が、少なくとも焦げてはいないし、意外とマトモな料理だったようだ。ごちそうさま。

フランツ(そして何故、僕は他人の家で皿を洗っているんだろう……)

……フランツのキャラが異様に定着してきているのは気のせいだろうか。ゲストキャラなので、原作者には申し訳ないが!

季節は秋になり、ハロウィンシーズン。セイの願望に「カボチャを彫る」というのがあったので、公園の秋祭りで収穫。

なぜか穫ったときより大きくなっている気のするカボチャを彫る。豪快に中身を取り出しているようだが、古新聞を敷いている意義を問い詰めたい。

大変とってつけたようだが、玄関に飾ってみた……。左がセイの彫った悪い顔のカボチャ。右がアリスの彫ったお化けカボチャ。

そういえば、なぜかバーテンダーだったはずのアキが秋祭りの屋台の店員に割り当てられていた。

アキ「いらっしゃい! おいしいコーヒーはいかが? ハンバーガーもあるよ!」
アリス「実は仕事の聞き込みなのよ」

相変わらず、日々探偵業務と武道の修行に打ち込んでいるアリス。

ときには浜辺で張り込みをしたり。

アリス(どう見ても、馬しか居ないわ……)

プールがあるわけでもないのに自宅の庭を水着でうろうろする少年に聞き込みをしたり。

アリス「最後に個人的な疑問だけど、どうして水着なのかしら?」
総「うーん、夏らしい気分で楽しくなるからでしょうか!」
アリス「もう秋だけど」
総「やっぱり、そうですよねえ……」

高層マンションの住人に、自慢げに「上まで上がってきて!」と言われ、何度も上がり下りする羽目になったり。基本的に、依頼人は対面でなければ話してくれないので大変である。

新住人に出会ったり。

アリス(この子、体温を感じないわね。最近噂のヴァンパイアじゃないのかしら)

こなした仕事は「家のノームを蹴っている犯人を捜してくれ」から、「誰それの誤解をといてくれ」「債務をなかったことに」など。もはや探偵というより、なんでも屋ではないだろうか。とてもじゃないが武道の腕を行使するような雰囲気ではないのだ。

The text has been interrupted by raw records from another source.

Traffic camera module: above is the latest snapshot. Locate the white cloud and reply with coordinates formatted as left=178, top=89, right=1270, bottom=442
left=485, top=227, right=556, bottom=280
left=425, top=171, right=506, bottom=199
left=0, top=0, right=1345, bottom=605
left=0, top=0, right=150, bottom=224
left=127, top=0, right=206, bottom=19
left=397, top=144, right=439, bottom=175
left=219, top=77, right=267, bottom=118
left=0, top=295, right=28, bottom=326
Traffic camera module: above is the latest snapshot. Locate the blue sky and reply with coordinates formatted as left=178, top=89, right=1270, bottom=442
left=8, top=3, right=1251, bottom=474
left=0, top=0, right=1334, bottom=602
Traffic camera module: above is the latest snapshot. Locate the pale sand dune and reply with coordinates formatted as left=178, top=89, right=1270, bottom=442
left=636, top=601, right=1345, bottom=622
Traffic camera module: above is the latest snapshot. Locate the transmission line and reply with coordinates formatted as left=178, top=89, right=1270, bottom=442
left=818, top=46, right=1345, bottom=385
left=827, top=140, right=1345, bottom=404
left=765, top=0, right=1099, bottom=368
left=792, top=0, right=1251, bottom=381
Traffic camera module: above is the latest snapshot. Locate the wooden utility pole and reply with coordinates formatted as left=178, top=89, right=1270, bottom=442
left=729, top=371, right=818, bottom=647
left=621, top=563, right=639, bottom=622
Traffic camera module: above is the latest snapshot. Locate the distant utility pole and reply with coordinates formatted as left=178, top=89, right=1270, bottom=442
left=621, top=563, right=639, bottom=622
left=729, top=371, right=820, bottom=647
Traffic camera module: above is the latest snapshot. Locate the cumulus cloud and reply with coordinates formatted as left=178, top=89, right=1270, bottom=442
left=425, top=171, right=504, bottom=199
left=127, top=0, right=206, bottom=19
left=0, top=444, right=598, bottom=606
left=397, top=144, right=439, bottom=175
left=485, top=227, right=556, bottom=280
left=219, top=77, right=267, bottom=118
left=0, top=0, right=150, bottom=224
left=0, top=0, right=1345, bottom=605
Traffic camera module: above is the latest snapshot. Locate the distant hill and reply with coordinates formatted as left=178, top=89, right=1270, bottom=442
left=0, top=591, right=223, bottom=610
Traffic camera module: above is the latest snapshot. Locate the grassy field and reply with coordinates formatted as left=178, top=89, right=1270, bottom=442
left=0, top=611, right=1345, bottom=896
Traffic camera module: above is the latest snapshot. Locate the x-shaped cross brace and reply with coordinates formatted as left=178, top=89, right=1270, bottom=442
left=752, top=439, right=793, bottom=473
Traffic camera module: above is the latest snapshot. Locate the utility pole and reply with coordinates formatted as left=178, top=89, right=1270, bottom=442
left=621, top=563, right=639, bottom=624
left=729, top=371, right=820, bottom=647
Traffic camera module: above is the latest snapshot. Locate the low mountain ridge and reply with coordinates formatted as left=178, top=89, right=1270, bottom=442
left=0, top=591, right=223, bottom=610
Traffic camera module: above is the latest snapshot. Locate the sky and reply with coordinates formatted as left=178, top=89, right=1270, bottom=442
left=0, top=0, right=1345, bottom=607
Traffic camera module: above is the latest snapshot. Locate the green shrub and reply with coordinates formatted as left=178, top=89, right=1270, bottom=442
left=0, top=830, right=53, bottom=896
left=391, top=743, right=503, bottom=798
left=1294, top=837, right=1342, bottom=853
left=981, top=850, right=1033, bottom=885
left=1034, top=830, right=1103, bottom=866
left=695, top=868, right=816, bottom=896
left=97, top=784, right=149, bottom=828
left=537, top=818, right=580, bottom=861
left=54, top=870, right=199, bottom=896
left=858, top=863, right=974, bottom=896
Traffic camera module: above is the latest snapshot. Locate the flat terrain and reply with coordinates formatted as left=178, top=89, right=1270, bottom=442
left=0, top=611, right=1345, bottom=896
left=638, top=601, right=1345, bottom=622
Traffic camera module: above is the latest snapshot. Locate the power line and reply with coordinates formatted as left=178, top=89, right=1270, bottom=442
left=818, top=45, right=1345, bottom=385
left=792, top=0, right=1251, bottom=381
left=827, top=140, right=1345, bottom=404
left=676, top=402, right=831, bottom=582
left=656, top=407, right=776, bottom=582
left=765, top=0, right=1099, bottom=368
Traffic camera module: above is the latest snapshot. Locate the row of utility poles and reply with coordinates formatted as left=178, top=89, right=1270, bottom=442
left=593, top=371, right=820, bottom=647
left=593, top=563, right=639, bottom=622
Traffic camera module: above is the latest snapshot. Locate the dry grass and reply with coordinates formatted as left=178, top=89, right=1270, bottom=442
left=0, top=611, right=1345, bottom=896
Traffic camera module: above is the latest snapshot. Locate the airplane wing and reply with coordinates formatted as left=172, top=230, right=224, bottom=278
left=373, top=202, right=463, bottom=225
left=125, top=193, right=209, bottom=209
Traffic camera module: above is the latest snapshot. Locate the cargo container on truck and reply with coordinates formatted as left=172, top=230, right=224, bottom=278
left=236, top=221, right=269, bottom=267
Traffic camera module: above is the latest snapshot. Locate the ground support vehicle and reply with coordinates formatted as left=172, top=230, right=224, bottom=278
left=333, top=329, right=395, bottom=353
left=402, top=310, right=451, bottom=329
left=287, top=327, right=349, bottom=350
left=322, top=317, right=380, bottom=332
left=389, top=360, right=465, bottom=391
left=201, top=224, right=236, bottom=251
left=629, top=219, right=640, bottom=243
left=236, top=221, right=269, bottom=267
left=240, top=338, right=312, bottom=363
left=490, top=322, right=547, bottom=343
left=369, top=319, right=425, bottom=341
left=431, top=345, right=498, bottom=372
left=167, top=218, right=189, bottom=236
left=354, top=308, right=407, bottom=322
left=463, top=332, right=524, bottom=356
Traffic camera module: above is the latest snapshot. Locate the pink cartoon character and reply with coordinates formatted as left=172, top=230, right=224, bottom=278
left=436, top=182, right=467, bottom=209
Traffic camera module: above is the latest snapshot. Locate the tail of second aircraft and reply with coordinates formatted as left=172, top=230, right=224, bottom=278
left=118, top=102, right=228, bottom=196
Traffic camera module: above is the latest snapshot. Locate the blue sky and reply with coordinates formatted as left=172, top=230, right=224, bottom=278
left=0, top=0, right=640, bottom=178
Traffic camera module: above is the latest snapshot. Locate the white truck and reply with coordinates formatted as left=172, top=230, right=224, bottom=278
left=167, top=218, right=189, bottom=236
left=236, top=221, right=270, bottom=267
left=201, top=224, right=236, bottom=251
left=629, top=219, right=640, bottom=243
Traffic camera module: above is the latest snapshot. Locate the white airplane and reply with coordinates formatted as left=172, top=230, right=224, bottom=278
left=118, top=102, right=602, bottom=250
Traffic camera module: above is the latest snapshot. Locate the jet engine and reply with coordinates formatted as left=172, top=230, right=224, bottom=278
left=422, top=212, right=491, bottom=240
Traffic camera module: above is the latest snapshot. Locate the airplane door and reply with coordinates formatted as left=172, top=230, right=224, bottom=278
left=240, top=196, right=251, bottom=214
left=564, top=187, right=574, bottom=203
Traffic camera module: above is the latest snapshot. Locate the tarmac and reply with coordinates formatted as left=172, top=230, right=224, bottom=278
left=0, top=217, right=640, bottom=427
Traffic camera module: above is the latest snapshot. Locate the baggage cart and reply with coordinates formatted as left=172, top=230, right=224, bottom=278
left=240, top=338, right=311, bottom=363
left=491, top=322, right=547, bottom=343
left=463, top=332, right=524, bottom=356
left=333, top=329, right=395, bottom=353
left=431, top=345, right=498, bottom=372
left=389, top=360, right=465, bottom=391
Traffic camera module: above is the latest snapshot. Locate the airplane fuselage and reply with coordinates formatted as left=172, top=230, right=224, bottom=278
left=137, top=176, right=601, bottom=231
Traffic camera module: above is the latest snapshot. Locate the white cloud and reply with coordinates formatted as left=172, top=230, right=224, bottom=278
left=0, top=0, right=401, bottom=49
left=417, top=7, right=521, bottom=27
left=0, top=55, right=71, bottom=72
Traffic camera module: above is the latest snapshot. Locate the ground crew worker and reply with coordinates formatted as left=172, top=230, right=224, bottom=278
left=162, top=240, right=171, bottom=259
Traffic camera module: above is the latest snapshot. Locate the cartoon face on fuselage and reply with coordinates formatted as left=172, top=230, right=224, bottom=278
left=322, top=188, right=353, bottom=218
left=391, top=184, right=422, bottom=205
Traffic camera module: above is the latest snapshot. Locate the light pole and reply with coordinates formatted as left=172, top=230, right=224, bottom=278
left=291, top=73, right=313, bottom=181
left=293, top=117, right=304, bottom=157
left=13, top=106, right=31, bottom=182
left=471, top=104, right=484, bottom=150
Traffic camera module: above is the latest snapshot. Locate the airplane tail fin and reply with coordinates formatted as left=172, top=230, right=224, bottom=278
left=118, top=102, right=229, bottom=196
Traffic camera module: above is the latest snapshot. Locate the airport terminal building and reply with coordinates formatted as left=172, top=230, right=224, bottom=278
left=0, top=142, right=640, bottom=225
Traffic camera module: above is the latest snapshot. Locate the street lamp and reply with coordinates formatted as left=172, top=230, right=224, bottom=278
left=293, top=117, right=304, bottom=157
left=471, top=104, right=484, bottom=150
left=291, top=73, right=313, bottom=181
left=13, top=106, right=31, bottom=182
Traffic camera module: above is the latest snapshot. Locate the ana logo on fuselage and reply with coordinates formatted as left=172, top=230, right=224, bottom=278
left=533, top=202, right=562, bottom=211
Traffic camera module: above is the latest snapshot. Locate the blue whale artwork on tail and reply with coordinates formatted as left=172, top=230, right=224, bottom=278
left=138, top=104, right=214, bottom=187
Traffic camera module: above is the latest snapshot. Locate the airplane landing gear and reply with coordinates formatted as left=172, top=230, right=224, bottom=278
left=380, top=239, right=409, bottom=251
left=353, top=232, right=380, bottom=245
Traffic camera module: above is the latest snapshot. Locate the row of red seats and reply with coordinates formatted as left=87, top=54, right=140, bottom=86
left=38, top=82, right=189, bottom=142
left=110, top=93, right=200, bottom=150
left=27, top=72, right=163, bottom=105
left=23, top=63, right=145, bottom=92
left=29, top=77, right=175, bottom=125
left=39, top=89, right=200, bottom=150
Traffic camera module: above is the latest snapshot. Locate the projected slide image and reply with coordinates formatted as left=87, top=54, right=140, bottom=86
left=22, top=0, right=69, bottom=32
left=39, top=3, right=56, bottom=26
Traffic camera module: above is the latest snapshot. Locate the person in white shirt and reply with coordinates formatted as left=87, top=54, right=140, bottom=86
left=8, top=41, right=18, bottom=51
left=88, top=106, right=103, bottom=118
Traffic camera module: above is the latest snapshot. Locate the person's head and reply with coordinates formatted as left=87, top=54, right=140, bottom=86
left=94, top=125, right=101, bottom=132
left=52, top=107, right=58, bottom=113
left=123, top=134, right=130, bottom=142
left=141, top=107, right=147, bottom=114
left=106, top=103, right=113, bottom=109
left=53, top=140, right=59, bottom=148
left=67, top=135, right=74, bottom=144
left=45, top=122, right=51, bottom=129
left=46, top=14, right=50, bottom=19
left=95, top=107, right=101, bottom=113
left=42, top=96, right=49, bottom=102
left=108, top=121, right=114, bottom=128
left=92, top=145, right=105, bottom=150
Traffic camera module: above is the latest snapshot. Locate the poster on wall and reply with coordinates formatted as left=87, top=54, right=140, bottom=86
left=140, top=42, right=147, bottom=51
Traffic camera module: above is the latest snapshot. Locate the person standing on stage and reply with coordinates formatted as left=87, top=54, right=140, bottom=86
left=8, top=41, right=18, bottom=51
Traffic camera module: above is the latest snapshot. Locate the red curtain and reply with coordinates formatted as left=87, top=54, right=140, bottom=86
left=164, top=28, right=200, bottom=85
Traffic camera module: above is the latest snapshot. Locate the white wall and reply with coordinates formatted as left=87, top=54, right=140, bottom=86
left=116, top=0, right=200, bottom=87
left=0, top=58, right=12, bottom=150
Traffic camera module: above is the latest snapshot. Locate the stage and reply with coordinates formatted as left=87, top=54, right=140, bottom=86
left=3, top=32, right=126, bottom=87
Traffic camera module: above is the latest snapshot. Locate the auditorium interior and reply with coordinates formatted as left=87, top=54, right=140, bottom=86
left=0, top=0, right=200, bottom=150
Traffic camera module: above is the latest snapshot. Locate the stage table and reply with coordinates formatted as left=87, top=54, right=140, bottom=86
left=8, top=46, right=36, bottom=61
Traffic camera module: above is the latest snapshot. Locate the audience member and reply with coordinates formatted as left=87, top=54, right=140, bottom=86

ところで、ヴァンパイアのユーリーは実はセイの会社の上司だった。しかし、上司との関係が良くないということで仕事も伸び悩んでいるのだ。ビジネスマンは職場の人間関係が大切らしいが、「一匹狼」で「気難しい」特質のセイには困難なことである。なぜこんなにも明らかに向かない仕事を選んだのだろうか!

休日に公園で上司との交流を試みるセイ。こうしてみると意外にもセイよりユーリーの方が背が高いのだ。某学院の子は皆やたらと高身長だなあ。しかし、燦々と降り注ぐ陽射しのせいで、超高速で帰られてしまった……。

ところで背後にどう見ても子供を拐かしているような人影が。

ステファン「俺みたいな仕事やれば、こーんな大きい車だってタダで手に入っちゃって、そんな宿題なんかしなくてもいいんだぜ?」
ケイト「それはわかったけど、私はケーキ屋さんになりたいから、宿題してるの! 邪魔しないでちょうだい」

果たしてステファンは犯罪組織でうまくやっているのだろうか。ずっと非アクティブで放置しているので不明である。

車といえば、探偵業務は移動が多いので、奮発して新車を買ってみた。見た目のかわいさで選んだユーザーメイド品だが、前のポンコツとは違いとても高速で、この小さい街ではどこへ行くにもすぐに辿り着けるようになった。

仕事を終えたアリス、今日もシンのバーで一人飲み。バーに行って指示せずに放っておくと次から次へと飲み続ける。笑

アリス「君、そろそろそのコスプレどうにかしたら?」
シン「僕もそう思うんだよねえ」

……しかしまた変更し忘れた。というか準NPCの場合、通常の住人の仕事着のように変えられるものなのだろうか。

まだ飲み足りないらしいので、今度はエーリッヒの店へ。そういえばエーリッヒはなぜか私服勤務だ。

アリス「ほんと、子供の喧嘩の仲裁みたいなくだらない依頼ばっかり! もー頭きた! でもこれが何故か結構楽しいのよね」
エーリッヒ「アリス嬢、何軒目です?」

そんなこんなでアリスは結構うまく探偵業をこなしていたが、一方セイは、仕事で「昇進したい」という願望を持っているにも拘わらず、相変わらず上司と不仲で毎日「非友好的なヴァンパイアによる」ネガティブなムードレットがつき、かといって交友関係を無視してがむしゃらに働いてみては疲れ切ったりして全く先が見えず、日々ストレスを溜め込んでいるようだ。ある日ついに、「会社をサボる」という願望が出る。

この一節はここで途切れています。